In 1996, the Washington State Department of Health (DOH) conducted its first statewide survey to help monitor the trends of dental disease in children. In 2000, as part of the second statewide survey, Public Health Seattle & King County (Public Health) conducted its first random sample survey of 2nd and 3rd grade students throughout King County. In 2005, Public Health participated in the third Smile Survey, conducting a county wide random survey of 2nd and 3rd grade students, along with a random survey specific to Seattle students. In addition to the elementary school surveys in 2005, DOH also surveyed children in Head Start and Early Childhood and Education Assistance Program (ECEAP). Public Health conducted a random sample of preschool sites throughout the county.
Sites for the King County and Seattle samples were selected using methods used for the statewide Smile Survey. The following excerpt is taken from the Methods section in the state Smile Survey report:
An electronic data file of all elementary schools in Washington was obtained from the Office of Superintendent of Public Instruction (OSPI). The data file, which was for the 2003-2004 school year, contained the following information for each school district, county, total enrollment, 2nd and 3rd grade enrollment, and percent of children participating in the free or reduced lunch program. All schools with at least 25 children in second and/or third grade were included in the sampling frame (1,059 schools and 142,504 students) Implicit stratification by percent of children eligible for the free or reduced price lunch (FRL) program was used to select a probability sample of 67 schools. Selecting a sample using implicit stratification assures that the sample is representative of the state’s schools in terms of free/reduced lunch participation. If a school refused to participate, a replacement school within the same sampling strata was randomly selected. If the sample school plus two replacement schools refused to participate, no data were collected in that sampling stratum. Of the 67 stratums, data is available for 66.

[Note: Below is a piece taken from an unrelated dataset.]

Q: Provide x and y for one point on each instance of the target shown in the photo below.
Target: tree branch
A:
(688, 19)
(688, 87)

Data entry and analysis was completed using EPI INFO Version 3.2.2. EPI INFO is a public access software program developed and supported by the Centers for Disease Control and Prevention. The data were adjusted for non-response within each school. For the non-responsive sampling weight, the number of children enrolled in each school was divided by the number of children screened. Unless otherwise noted, all of the data presented in this report have been adjusted for non-response (EPI INFO Complex Sampling, weight variable = weight, primary sampling unit = school name.)

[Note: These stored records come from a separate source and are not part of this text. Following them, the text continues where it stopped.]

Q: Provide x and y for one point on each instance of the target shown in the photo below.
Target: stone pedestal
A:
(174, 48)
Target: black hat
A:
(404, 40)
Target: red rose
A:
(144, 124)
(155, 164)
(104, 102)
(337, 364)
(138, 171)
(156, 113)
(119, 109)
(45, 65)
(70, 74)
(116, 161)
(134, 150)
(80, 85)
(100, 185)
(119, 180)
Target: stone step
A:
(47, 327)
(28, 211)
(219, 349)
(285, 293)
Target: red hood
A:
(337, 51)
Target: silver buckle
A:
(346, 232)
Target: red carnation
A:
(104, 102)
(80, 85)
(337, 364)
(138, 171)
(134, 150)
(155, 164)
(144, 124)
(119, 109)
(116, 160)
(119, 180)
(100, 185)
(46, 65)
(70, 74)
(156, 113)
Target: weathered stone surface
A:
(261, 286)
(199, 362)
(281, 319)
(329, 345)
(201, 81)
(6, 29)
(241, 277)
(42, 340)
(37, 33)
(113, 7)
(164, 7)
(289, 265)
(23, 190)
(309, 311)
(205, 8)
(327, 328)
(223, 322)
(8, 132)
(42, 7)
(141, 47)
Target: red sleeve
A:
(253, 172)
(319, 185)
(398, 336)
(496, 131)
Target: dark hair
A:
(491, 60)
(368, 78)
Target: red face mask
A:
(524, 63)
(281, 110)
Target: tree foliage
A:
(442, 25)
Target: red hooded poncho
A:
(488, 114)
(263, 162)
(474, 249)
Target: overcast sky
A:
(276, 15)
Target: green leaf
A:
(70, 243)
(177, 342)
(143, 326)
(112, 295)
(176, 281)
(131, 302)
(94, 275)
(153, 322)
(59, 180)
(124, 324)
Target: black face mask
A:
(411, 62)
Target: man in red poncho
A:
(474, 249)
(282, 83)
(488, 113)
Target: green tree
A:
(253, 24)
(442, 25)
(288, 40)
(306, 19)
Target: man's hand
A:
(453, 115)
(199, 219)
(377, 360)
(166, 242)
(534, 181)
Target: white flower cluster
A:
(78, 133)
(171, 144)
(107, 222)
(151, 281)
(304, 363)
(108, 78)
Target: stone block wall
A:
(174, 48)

The elementary school sample of the King County survey included 19 schools with 1758 children participating, for a response rate of 80%. A random sample specific to Seattle was also selected which included 13 schools with 1022 children participating for a response rate of 77%. The Seattle sample included some schools also drawn for the King County sample.

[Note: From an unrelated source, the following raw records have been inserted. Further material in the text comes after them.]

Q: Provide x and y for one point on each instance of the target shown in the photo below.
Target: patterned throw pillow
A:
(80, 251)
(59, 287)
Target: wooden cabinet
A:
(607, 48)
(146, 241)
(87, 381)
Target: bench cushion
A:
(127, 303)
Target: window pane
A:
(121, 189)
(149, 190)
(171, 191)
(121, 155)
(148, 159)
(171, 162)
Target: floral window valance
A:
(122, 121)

Sites had the option of participating with positive consent, or passive consent. Positive consent is where parents sign their children up to participate, whereas passive consent is when children are screened unless parents indicate otherwise. Sites that were also participating in a dental sealant program by Public Health used positive consent for 2nd grade students and passive consent for 3rd grade students. The same survey information and criteria were used regardless of the type of consent. Calibrated dental professionals using gloves, a penlight and a dental mirror conducted screenings on site. This type of dental screening underreports dental disease.
Demographic variables included gender, race/ethnicity, language spoken at home, and for elementary students, eligibility for free and/or reduced price lunch program (FRL) as a proxy for overall socioeconomic status. Oral health indicators included untreated caries (decay), treated caries, rampant caries (decay on seven or more teeth), dental sealants and treatment urgency. Data was entered and analyzed using the EPI-INFO program from the Centers for Disease Control and Prevention (CDC). Detailed information on methodology is available in the state report, Smile Survey 2005: The Oral Health of Washington’s Children, on the web at www.doh.wa.gov/cfh/Oral_Health.